Claims for retraining benefits in South Dakota are one of the more difficult claims for a claimant to prove. One would think that encouraging a claimant to return to school to learn a new trade or occupation should be one of the easier claims to establish, but in practice, that has simply proven not to be true.
Claims for retraining or rehabilitation are governed by SDCL 62-4-5.1. This statute provides:
“Compensation during period of rehabilitation–Procedure. If an employee suffers disablement as defined by subdivision 62-8-1(3) or an injury and is unable to return to the employee’s usual and customary line of employment, the employee shall receive compensation at the rate provided by § 62-4-3 up to sixty days from the finding of an ascertainable loss if the employee is actively preparing to engage in a program of rehabilitation as shown by a certificate of enrollment. Moreover, once such employee is engaged in a program of rehabilitation which is reasonably necessary to restore the employee to suitable, substantial, and gainful employment, the employee shall receive compensation at the rate provided by § 62-4-3 during the entire period that the employee is engaged in such program. Evidence of suitable, substantial, and gainful employment, as defined by § 62-4-55, shall only be considered to determine the necessity for a claimant to engage in a program of rehabilitation.
The employee shall file a claim with the employee’s employer requesting such compensation and the employer shall follow the procedure specified in chapter 62-6 for the reporting of injuries when handling such claim. If the claim is denied, the employee may petition for a hearing before the department.”
Judicially, it has been determined that a claimant must meet five requirements before receiving rehabilitation benefits:
(1) The claimant must be unable to return to his usual and customary line of employment;
(2) Rehabilitation must be necessary to restore the claimant to suitable, substantial and gainful employment;
(3) The program of rehabilitation must be a reasonable means of restoring the claimant to employment;
(4) The claimant must file a claim with the employer requesting these benefits; and
(5) The claimant must actually pursue a reasonable program of rehabilitation.
Kurtenbach v. Frito-Lay, 563 NW2d 869 (SD 1997).

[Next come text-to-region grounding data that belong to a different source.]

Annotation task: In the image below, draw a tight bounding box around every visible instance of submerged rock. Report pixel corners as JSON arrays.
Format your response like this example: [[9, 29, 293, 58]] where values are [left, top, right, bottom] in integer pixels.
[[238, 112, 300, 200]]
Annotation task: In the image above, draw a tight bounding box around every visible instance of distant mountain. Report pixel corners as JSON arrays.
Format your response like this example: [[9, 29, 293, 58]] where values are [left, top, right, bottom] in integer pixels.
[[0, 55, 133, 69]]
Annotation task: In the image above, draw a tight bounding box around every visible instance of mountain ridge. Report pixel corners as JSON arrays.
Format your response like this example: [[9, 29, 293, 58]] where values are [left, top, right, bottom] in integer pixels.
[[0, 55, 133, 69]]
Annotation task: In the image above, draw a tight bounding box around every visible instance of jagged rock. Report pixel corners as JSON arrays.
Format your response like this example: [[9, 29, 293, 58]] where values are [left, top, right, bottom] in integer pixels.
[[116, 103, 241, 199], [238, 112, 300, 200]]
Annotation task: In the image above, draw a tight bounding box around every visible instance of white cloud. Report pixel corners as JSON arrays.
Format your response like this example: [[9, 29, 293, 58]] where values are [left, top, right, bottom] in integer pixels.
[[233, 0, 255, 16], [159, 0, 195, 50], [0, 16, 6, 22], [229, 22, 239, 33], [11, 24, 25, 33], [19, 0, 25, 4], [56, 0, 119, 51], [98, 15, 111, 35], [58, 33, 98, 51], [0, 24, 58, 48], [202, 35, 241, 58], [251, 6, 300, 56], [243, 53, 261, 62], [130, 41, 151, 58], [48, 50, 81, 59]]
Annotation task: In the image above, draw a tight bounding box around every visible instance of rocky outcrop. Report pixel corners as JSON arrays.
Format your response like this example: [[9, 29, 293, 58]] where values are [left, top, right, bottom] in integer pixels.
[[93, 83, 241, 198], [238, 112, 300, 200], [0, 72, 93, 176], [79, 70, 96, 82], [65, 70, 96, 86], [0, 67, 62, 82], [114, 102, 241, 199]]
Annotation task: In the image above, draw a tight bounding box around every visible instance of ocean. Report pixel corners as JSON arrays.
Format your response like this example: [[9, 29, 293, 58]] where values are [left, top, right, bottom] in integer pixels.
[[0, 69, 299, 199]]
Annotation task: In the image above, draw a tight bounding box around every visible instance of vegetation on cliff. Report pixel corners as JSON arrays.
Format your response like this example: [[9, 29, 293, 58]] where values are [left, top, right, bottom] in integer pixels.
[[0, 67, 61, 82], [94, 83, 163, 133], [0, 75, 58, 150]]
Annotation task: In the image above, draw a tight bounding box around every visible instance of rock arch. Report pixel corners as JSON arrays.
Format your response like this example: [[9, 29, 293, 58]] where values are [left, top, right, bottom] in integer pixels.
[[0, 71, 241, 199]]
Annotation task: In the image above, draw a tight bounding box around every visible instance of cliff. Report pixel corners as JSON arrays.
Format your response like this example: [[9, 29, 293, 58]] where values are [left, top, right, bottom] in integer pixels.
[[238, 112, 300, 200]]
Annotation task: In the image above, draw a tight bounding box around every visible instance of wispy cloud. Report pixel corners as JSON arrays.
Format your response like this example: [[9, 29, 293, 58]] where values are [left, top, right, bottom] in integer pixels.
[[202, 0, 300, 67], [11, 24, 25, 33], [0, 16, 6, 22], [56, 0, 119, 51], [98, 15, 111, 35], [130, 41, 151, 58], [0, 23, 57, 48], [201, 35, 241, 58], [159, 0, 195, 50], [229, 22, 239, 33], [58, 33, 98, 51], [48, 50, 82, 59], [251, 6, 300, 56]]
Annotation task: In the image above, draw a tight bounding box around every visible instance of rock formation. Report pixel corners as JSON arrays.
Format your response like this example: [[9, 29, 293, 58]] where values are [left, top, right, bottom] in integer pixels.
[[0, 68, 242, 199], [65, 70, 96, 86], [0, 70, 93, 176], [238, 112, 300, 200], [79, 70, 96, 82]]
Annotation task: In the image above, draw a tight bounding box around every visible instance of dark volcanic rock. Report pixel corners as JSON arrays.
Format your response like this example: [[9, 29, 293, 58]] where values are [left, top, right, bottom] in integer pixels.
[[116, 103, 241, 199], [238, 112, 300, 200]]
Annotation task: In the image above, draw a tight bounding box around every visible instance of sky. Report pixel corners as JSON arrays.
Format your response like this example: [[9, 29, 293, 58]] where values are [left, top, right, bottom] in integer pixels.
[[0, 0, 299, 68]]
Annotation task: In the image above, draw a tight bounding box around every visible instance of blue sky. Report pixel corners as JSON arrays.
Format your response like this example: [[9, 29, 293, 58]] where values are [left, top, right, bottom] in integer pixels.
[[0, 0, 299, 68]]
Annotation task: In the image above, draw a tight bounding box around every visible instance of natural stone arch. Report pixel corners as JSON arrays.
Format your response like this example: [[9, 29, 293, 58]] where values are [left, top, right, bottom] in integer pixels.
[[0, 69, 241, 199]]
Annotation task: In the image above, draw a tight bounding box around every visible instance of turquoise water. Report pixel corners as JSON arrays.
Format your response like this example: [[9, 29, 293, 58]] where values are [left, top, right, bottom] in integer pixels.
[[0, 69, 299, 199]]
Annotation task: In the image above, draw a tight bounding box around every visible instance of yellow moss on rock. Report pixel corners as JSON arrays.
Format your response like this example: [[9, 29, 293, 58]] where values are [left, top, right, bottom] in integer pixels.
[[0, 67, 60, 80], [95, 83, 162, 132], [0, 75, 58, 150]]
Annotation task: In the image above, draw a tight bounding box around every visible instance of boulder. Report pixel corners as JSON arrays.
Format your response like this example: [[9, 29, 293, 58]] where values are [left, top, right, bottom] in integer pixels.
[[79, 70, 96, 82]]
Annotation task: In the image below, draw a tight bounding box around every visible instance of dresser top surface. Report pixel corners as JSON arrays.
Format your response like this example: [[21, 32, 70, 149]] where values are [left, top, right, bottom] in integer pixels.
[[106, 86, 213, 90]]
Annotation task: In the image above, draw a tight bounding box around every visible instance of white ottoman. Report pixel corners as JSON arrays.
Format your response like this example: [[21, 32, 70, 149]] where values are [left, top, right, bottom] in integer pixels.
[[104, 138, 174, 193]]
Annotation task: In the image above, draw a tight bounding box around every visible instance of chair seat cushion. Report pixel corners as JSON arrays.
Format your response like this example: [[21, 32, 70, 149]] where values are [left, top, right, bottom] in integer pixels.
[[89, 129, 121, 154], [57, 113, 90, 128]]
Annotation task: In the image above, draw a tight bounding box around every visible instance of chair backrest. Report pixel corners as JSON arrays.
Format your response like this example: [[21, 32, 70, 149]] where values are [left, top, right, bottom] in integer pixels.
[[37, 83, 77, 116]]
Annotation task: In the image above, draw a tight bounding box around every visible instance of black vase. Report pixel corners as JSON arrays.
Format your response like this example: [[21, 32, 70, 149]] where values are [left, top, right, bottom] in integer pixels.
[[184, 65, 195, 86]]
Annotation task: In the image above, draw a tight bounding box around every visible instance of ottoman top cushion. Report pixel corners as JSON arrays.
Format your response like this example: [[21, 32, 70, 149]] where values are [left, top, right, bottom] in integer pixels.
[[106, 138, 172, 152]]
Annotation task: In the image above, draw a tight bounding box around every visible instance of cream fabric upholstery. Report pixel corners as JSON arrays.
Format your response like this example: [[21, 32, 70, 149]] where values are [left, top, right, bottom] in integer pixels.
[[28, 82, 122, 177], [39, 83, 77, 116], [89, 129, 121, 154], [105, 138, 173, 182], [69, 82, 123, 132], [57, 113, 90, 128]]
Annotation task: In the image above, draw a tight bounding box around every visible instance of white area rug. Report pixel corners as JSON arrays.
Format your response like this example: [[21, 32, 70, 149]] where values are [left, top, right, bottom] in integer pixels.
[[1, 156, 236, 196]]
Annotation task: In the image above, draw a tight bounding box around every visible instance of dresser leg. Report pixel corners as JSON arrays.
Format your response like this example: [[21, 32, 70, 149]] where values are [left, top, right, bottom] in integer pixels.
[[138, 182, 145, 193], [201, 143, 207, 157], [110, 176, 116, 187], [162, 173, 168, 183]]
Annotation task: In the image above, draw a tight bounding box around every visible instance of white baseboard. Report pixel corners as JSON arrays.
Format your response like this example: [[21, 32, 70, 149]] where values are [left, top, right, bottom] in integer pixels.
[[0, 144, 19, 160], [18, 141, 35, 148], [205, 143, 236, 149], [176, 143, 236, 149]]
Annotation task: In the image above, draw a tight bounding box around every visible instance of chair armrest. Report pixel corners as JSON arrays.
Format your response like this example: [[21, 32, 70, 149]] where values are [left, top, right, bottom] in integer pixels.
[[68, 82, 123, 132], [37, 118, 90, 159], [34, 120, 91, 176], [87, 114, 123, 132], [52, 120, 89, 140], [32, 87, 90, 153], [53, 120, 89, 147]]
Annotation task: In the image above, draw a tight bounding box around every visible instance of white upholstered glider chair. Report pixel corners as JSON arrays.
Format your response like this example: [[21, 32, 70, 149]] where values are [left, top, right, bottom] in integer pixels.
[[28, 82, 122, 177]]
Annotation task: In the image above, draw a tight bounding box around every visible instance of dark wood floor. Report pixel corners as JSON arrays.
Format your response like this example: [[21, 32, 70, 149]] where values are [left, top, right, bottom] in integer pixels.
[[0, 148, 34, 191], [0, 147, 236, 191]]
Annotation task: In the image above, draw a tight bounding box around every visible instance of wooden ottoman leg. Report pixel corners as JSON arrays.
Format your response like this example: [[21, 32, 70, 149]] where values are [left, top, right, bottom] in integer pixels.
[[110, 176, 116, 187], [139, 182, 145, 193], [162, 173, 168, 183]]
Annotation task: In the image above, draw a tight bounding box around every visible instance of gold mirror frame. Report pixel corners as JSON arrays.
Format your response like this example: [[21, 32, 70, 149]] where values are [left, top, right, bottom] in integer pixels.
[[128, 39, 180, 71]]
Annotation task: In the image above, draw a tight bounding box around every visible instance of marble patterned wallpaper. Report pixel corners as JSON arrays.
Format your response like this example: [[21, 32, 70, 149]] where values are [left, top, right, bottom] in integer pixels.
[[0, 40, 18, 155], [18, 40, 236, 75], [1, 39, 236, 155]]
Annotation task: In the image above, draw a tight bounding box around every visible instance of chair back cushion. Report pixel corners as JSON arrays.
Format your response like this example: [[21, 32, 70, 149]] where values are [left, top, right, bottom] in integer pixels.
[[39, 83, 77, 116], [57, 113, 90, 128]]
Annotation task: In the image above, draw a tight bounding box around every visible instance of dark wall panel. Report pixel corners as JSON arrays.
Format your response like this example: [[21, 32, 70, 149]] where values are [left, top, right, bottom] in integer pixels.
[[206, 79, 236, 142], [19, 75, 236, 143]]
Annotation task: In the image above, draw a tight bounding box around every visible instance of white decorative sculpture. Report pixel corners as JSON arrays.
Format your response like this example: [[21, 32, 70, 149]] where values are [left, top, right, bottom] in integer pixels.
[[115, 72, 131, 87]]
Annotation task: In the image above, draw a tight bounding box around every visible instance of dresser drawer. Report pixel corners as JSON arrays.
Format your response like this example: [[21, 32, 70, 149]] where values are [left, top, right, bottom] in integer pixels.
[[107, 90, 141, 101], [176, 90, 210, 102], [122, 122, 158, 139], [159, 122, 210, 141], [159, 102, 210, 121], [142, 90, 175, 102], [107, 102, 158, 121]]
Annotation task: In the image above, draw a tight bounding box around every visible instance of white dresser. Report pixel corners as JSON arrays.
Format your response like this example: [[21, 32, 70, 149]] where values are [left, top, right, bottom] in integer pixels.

Each of the above elements will be discussed separately in blog posts in the upcoming weeks. Please take note, however, that the obligation of the insurer/self-insurer is only to pay the weekly benefit rate during the entire time that the employee is engaged in a program of retraining or rehabilitation. The cost of schooling, tuition, fees, books, etc. are not the obligation of the insurer/self-insurer.